The National Security Agency is working with Internet providers to deploy a new generation of tools to scan e-mail and other digital traffic with the goal of thwarting cyberattacks against defense firms by foreign adversaries, senior defense and industry officials say.

The novel program, which began last month on a voluntary, trial basis, relies on sophisticated NSA data sets to identify malicious programs slipped into the vast stream of Internet data flowing to the nation’s largest defense firms. Such attacks, including one last month against Bethesda-based Lockheed Martin, are nearly constant as rival nations and terrorist groups seek access to U.S. military secrets.

We hope the . . . cyber pilot can be the beginning of something bigger,” Deputy Defense Secretary William J. Lynn III said at a global security conference in Paris on Thursday. “It could serve as a model that can be transported to other critical infrastructure sectors, under the leadership of the Department of Homeland Security.”

The prospect of a role for the NSA, the nation’s largest spy agency and a part of the Defense Department, in helping Internet providers filter domestic Internet traffic already had raised concerns among privacy activists. Lynn’s suggestion that the program might be extended beyond the work of defense contractors threatened to raise the stakes further.

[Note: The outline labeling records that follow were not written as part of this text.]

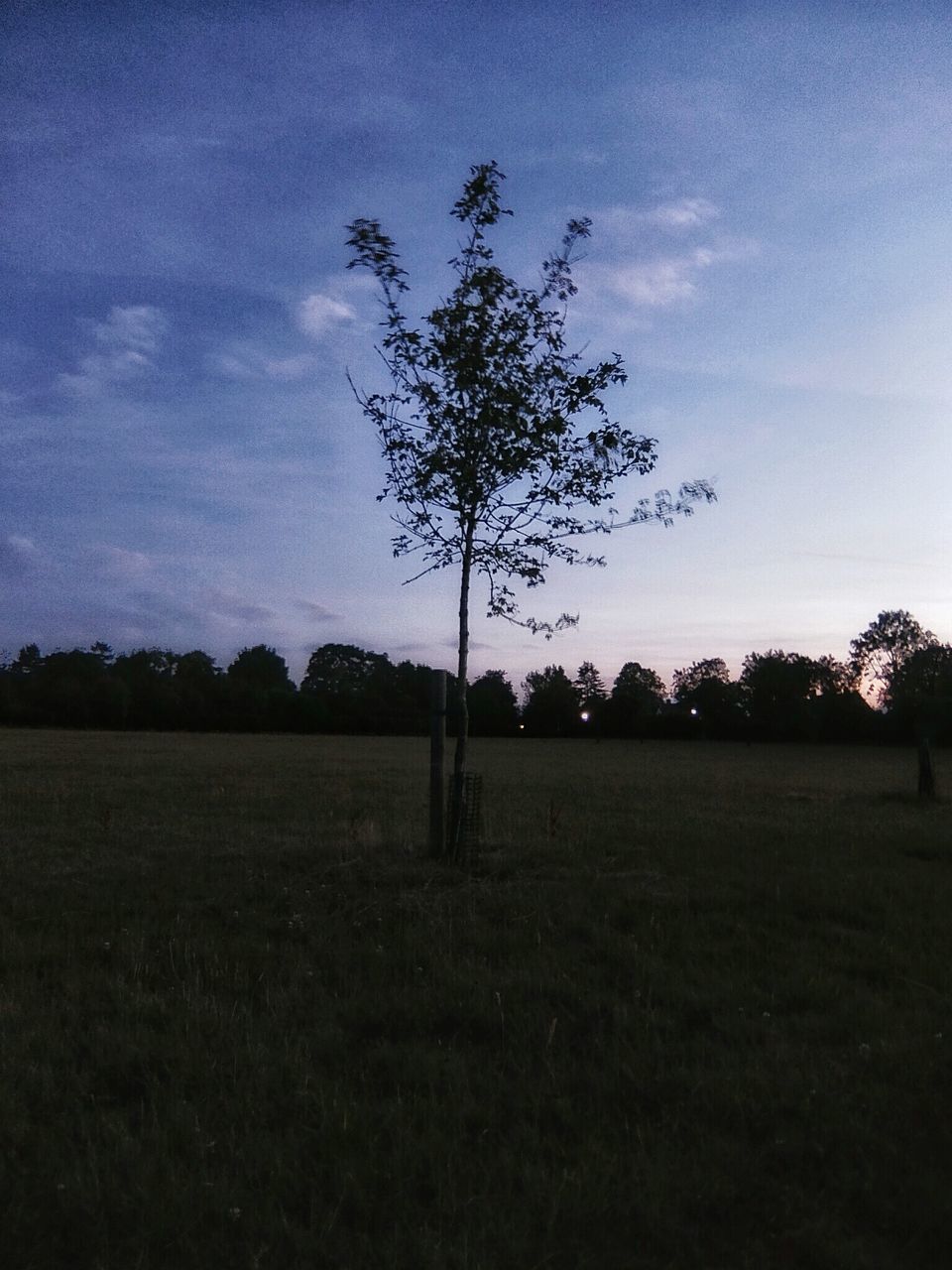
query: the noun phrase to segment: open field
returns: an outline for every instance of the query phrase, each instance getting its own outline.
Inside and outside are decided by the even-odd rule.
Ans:
[[[463,872],[423,740],[0,733],[4,1264],[947,1266],[914,756],[473,752]]]

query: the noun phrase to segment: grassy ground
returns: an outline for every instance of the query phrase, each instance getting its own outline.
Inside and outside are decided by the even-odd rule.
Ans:
[[[4,1264],[947,1266],[914,756],[473,763],[463,872],[424,742],[0,733]]]

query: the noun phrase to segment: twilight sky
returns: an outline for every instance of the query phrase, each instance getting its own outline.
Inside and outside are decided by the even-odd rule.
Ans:
[[[946,3],[8,0],[0,36],[0,649],[354,643],[453,664],[451,573],[401,585],[386,386],[344,226],[396,239],[416,319],[495,159],[499,263],[593,237],[574,342],[656,437],[604,540],[471,671],[845,657],[883,608],[952,639],[952,15]],[[600,544],[599,544],[600,546]]]

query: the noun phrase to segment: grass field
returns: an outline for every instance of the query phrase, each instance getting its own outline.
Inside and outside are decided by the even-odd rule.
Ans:
[[[0,732],[0,1261],[946,1267],[914,756],[473,752],[462,871],[423,740]]]

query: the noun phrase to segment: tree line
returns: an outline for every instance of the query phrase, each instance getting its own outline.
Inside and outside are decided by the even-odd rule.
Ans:
[[[96,643],[43,655],[29,644],[0,665],[0,723],[425,734],[430,677],[428,665],[353,644],[315,649],[300,687],[264,644],[242,649],[225,669],[199,649],[114,654]],[[611,691],[592,662],[575,676],[552,664],[527,676],[522,700],[505,672],[493,669],[468,685],[466,698],[477,737],[908,742],[925,732],[943,740],[952,733],[952,645],[895,610],[852,641],[845,662],[769,649],[748,654],[736,679],[721,658],[706,658],[675,671],[670,686],[626,662]]]

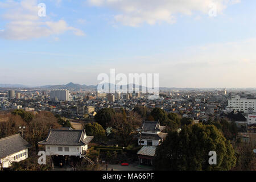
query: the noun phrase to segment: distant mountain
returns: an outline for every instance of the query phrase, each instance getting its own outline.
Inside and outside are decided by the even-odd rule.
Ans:
[[[21,84],[0,84],[0,88],[29,88],[30,86]]]

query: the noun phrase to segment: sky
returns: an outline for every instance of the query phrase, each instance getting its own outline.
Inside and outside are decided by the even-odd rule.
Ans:
[[[253,0],[1,0],[0,84],[96,85],[115,69],[159,73],[160,86],[255,88],[255,7]]]

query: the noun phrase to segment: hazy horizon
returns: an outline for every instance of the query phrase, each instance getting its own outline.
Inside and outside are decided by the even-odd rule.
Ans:
[[[41,2],[46,16],[38,15]],[[245,0],[3,0],[0,83],[96,85],[115,68],[159,73],[161,87],[253,88],[255,7]]]

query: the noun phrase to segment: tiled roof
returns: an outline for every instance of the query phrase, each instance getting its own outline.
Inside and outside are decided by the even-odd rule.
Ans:
[[[155,139],[155,140],[160,140],[162,139],[158,134],[151,134],[145,133],[143,133],[141,134],[141,138],[146,139]]]
[[[47,138],[39,144],[49,145],[84,146],[90,142],[93,136],[87,136],[83,140],[85,135],[84,130],[50,130]]]
[[[165,126],[160,126],[159,121],[145,121],[142,123],[141,129],[145,131],[160,131],[164,130]]]
[[[138,155],[154,156],[156,147],[154,146],[143,146],[137,152]]]
[[[23,150],[32,146],[19,134],[0,139],[0,159]]]

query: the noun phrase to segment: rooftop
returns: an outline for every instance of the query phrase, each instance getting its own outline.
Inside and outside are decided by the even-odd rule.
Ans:
[[[48,145],[84,146],[89,143],[94,138],[86,136],[84,130],[53,130],[49,131],[47,138],[39,144]]]
[[[23,150],[32,146],[19,134],[0,139],[0,159]]]
[[[137,152],[138,155],[146,155],[155,156],[155,150],[156,147],[154,146],[143,146],[141,150]]]

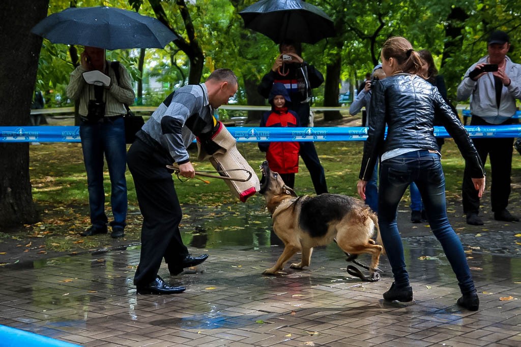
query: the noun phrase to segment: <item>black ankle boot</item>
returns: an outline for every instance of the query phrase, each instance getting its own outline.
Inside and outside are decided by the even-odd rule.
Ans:
[[[457,299],[457,304],[469,311],[477,311],[479,308],[479,298],[475,292],[464,294]]]
[[[388,301],[398,300],[400,302],[413,301],[413,288],[411,286],[398,287],[394,282],[389,290],[383,293],[384,300]]]

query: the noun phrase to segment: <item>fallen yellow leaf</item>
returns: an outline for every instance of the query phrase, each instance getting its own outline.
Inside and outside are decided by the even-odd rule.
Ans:
[[[508,301],[508,300],[514,300],[514,297],[503,297],[503,298],[500,298],[499,300],[502,301]]]

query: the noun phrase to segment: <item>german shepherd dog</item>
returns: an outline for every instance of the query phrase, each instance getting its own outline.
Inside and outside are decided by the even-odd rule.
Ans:
[[[273,219],[273,230],[284,245],[277,263],[264,274],[276,275],[299,251],[302,252],[301,262],[290,267],[302,269],[308,266],[313,247],[334,240],[352,259],[363,253],[371,254],[370,278],[373,281],[379,279],[377,271],[383,248],[371,239],[376,229],[377,240],[381,244],[378,220],[363,201],[339,194],[299,197],[284,185],[277,173],[270,170],[268,162],[262,163],[260,170],[259,193],[266,199]]]

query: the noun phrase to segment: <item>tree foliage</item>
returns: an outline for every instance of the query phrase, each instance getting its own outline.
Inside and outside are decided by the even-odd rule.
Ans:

Despite protestations to the contrary, don’t you think this means it will be easier to spy on you, to hunt you down at the behest of content providers to toss your sorry ass in jail for illegally streaming video, and, well, just because?




  1. HUGSaLOT says:

    Best way to keep terrorists from obtaining U.S. military secrets is to not put it on the internet in the first place. DUH

    If it needs to be on a computer network it should be completely and physically SEPERATE from the internet.

  2. some guy says:

    1+9+8+4 = 22, as in 2022…. so no, we are not behind schedule.

  3. dusanmal says:

    One more proof that Constitutional Amendment, not FCC regulation is needed to protect the freedom of the Internet. Call it NetNeutrality Amendment or (what I prefer) Extension of 1st Amendment to modern technology, but it is what is needed to stop this type of BS.And it is simple: any information exchanged over Internet should be protected speech. No obstructing it, no falsifying it, no spying on it without Court Order (and very hard even to get the Court Order)….

  4. MikeN says:

    Let’s all exercise our new right of internet free speech by sending packets towards dusanmal’s computer. I’m also submitting lots of password attempts, let’s distribute these. Once done we’ll just copy his credit card info.

  5. Dallas says:

    New normal. Get used to it.

    We (you) gave up liberties to protect our children from the towel heads. Remember?

  6. msbpodcast says:

    The world won’t give a crap about this anymore that we gave a crap about what was happening in the USSR/Russia, China, Myanmar or any point on the planet outside the border of the continental United States.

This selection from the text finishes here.